Telegram Group Inc., an encrypted messaging app, has reportedly scrapped plans to issue digital tokens in a public sale after raising a whopping $1.7 billion privately.
One argument is that the company, founded by self-exiled Russian Pavel Durov, doesn’t need additional funds. But the move would come as securities officials are increasing scrutiny on the digital token market, and a public sale would have made the company more susceptible to regulatory risk, according to Spencer Bogart, partner at Blockchain Capital. The Wall Street Journal earlier reported Telegram’s plans to cancel the sale, citing an unnamed person familiar with the matter.
“From a regulatory perspective, I think a public sale is considerably riskier for Telegram than a private sale,” Bogart wrote in an email. “Considering the amounts raised by Telegram via private sale, there’s really no need to incur the additional risk of a public sale.”
The U.S. Securities and Exchange Commission and other regulators have warned that tokens sold in ICOs are really securities in disguise and have already cracked down on a handful of projects. While many companies doing ICOs say tokens are made to be used in their networks and don’t represent an investment vehicle or a stake in the firms, regulators say in most cases investors are hoping to sell their tokens as prices go up.

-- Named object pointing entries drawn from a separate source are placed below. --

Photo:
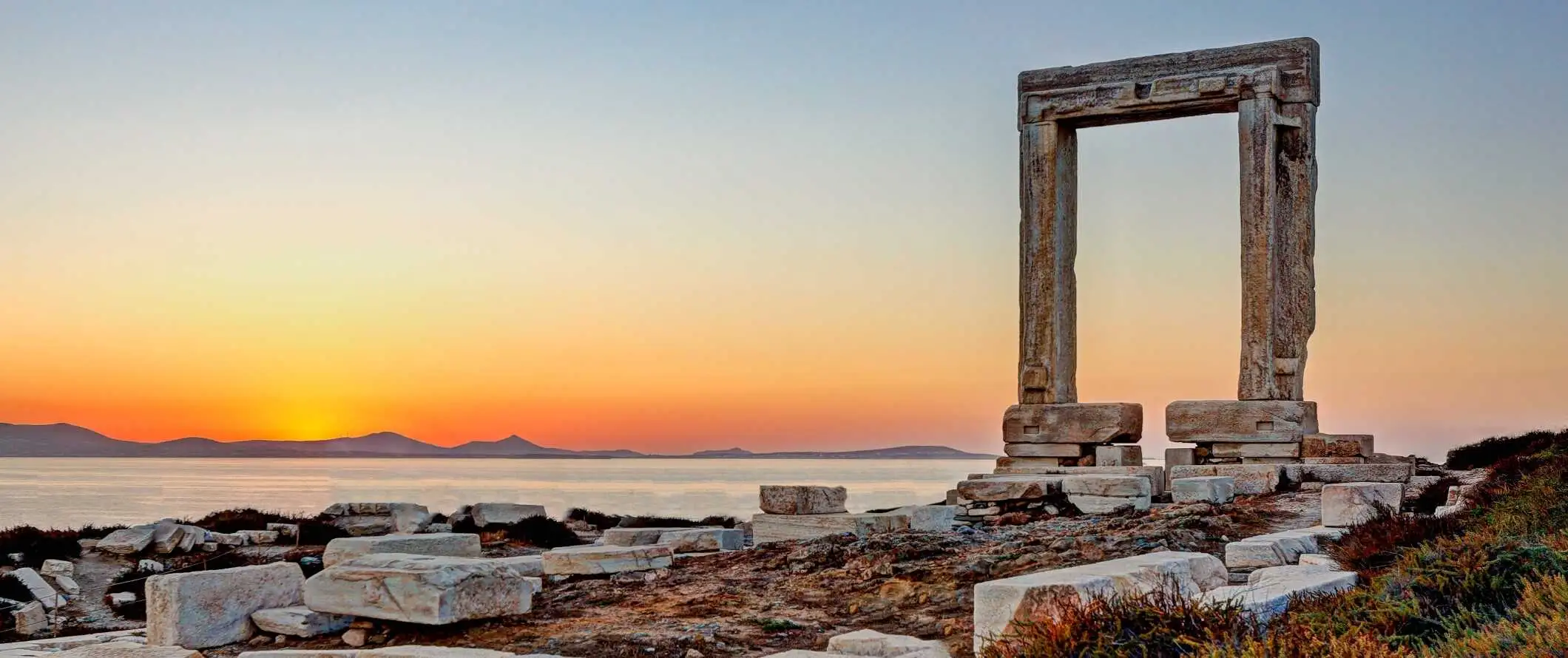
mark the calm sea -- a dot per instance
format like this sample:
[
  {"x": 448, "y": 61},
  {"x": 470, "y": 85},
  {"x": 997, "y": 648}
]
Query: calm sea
[{"x": 71, "y": 492}]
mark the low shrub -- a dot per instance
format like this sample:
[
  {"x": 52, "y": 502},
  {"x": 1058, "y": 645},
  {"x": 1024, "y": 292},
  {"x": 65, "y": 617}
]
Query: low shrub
[{"x": 541, "y": 532}]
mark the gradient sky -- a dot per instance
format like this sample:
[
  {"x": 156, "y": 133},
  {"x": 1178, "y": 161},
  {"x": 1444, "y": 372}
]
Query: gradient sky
[{"x": 681, "y": 226}]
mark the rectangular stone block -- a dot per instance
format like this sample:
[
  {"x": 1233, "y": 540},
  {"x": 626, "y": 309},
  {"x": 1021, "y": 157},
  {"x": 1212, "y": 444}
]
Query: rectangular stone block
[
  {"x": 1255, "y": 450},
  {"x": 1118, "y": 455},
  {"x": 1044, "y": 450},
  {"x": 1240, "y": 422},
  {"x": 1250, "y": 478},
  {"x": 1355, "y": 503},
  {"x": 792, "y": 527},
  {"x": 802, "y": 498},
  {"x": 1336, "y": 445},
  {"x": 1073, "y": 424},
  {"x": 449, "y": 544},
  {"x": 200, "y": 610},
  {"x": 1211, "y": 489},
  {"x": 606, "y": 560},
  {"x": 1001, "y": 603},
  {"x": 421, "y": 588}
]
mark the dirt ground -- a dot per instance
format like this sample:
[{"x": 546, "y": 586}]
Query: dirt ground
[{"x": 799, "y": 594}]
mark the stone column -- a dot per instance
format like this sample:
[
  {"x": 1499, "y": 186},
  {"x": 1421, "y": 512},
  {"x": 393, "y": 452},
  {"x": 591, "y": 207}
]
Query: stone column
[
  {"x": 1278, "y": 301},
  {"x": 1047, "y": 249}
]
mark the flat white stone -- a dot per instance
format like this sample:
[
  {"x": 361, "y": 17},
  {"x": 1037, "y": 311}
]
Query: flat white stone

Telegram, which has become a popular platform for ICO teams and investors to communicate, held two rounds of private sales in February and March, raising $850 million in each round from fewer than 200 investors. The British Virgin Islands-registered firm filed documentation to the SEC known as Form Ds in compliance with Rule 506(c), which is an exemption for private placements, and the minimum investment in the March sale was $1 million.
Telegram officials didn’t immediately respond to a request for comment.
ICOs, which have raised more than $7 billion so far this year, have been hailed by crypto enthusiasts as a way to democratize venture investments. In that sense, Telegram’s fund raiser goes against what ICOs were meant to achieve, Erik Voorhees, founder and chief executive officer of cryptocurrency exchange ShapeShift, said in a tweet. “The SEC has created an environment where only the rich (aka “accredited investors”) are able to get access to financial deals. The plebeians must stick to the lottery,” Voorhees said.
From Telegram’s perspective, it was a smart move, said Gregory Xethalis, senior counsel at law firm Chapman and Cutler LLP.
“While certain industry participants may be chagrined that only accredited investors had an opportunity to participate, from the issuer’s perspective, a private sale is far less costly and risky and it still managed to far exceed initial expectations,” Xethalis said.